After a highly attended meeting last year in which the Bureau of Reclamation pointed out that some residences and cabins around Scofield Reservoir are located on United States property and not on private property, no one knew for sure what could be done to solve the problem.
Working with the Carbon County Commission, a board of residents and others was set up to negotiate a deal with the BOR and the Interior Department concerning the issues at hand.
After a year of work, meetings and compromise that board has come up with a tentative negotiated settlement with the BOR. Tentative however is the operative word.
First, the majority of residents that will be affected by the negotiation (primarilly those that have cabins in sections three and four of the Balotas Subdivision on the east side of the reservoir) will have to approve the plan.
Secondly, if the residents approve it the Interior Department will have to approve it too. Milovich said that he had been told the Interior Department would have no problem with the settlement.
Finally, Congress will have to approve the plan because it is dealing with the sale of Federal land to private individuals.
"We worked hard in the last year to get this done," said Carbon County Commissioner Mike Milovich in an interview on Wednesday afternoon. "When it came right down to it the BOR didn't own some of the property they thought they did, but they do own some of it and the solution to that will have to be approved by the people that now have structures there."
Milovich says that basically the situation can be handled in one of two ways.
First, the BOR (with the approval of Congress) could sell the land that structures are located on for market value in fee title. Or those that that wish to could lease their properties for 10 years at a time.
However, if the majority of residents don't approve the plan, the BOR will probably take action to just take over the land.
This gun-to-the-head situation has made many who have been informed about the solution unhappy, but Milovich said the group did the best they could to get the problem solved.
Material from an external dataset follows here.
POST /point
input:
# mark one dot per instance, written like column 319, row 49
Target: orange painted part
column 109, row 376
"These were the options we could work out, and it is a heck of a lot better than what we had when we began," he said.
According to the BOR there are conflicting deeds in county records after the recorded deeds which conveyed title to the Scofield lands to Reclamation. Second, lands were sold or conveyed to private owners based on insufficient title history information. Third, after-acquired-title for a significant land parcel passed to the U.S. in 1944, and the former land owner later gave quit-claim deeds to others which conflicted with the U.S. title.
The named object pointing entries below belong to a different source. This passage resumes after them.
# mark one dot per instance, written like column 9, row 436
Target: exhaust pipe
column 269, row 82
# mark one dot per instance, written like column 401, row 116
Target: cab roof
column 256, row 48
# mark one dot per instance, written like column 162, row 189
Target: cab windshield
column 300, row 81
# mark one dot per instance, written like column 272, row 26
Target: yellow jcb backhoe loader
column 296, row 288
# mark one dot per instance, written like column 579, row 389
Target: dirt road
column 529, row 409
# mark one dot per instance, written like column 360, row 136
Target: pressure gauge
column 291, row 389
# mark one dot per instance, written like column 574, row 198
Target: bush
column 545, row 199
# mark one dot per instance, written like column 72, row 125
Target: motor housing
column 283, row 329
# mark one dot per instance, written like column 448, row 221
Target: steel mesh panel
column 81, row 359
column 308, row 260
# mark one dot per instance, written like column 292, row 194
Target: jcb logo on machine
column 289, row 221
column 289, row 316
In 1998, Reclamation filed a quiet title action in federal district court in response to the construction of a home on its land southwest of the dam. Ultimately, the Tenth Circuit Court ruled on behalf of Reclamation, affirming that Reclamation owned the land in fee and ruling that there was not a right to use on the property. The District Court subsequently issued an amended judgment affirming the Tenth Circuit ruling.
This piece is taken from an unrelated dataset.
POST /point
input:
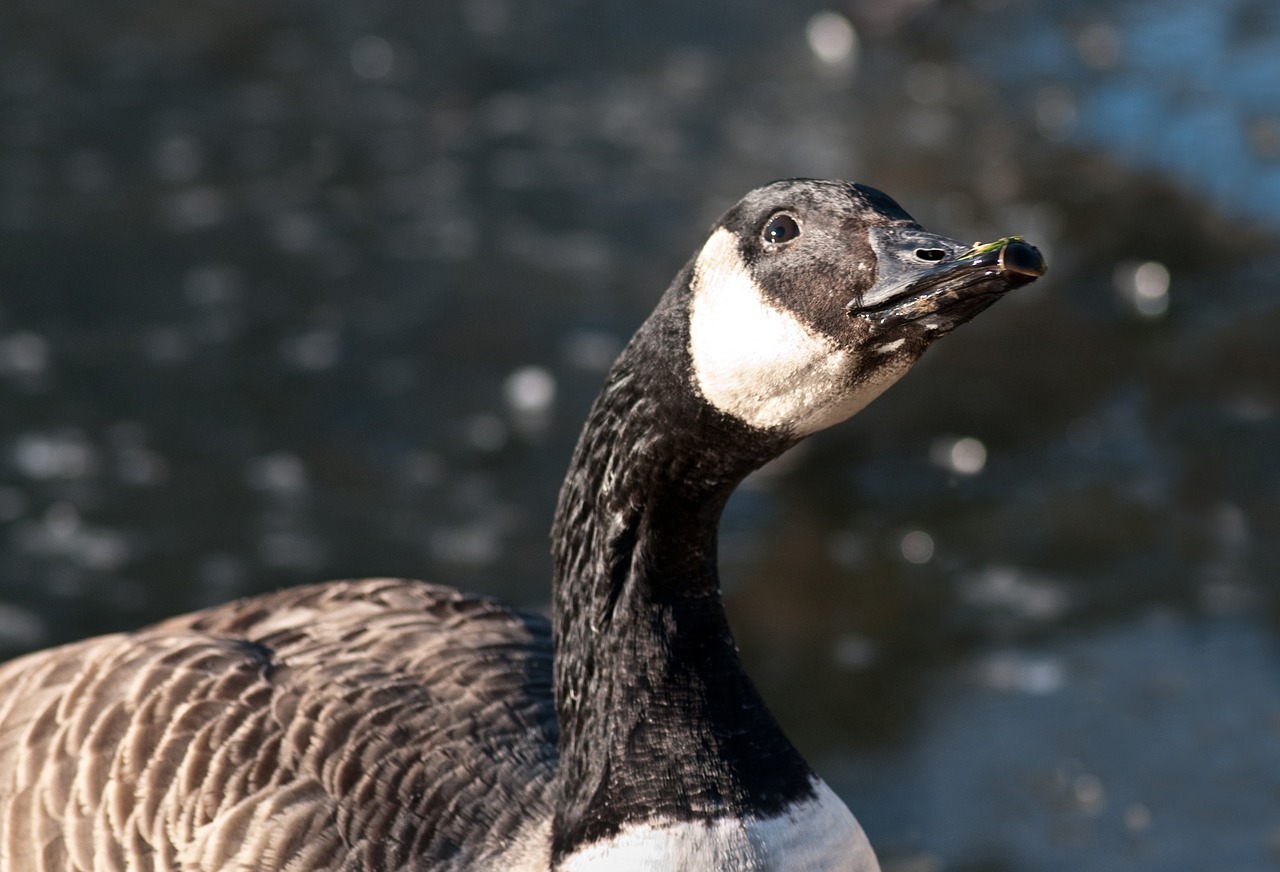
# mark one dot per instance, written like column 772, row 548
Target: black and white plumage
column 383, row 725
The concern from BOR is that if the reservoir level raises to flood stage, many of the homes and structures that are within the flood plain will come loose, travel to the dam and block the spillway which could lead to an eventual dam failure, jeopardizing Highway 6, the railroad tracks in Price Canyon and the towns of Helper and Price downstream.
The meeting for discussion of the negotiated settlement will be held at the Carbon County Events Center at 7 p.m. tonight (Oct. 7).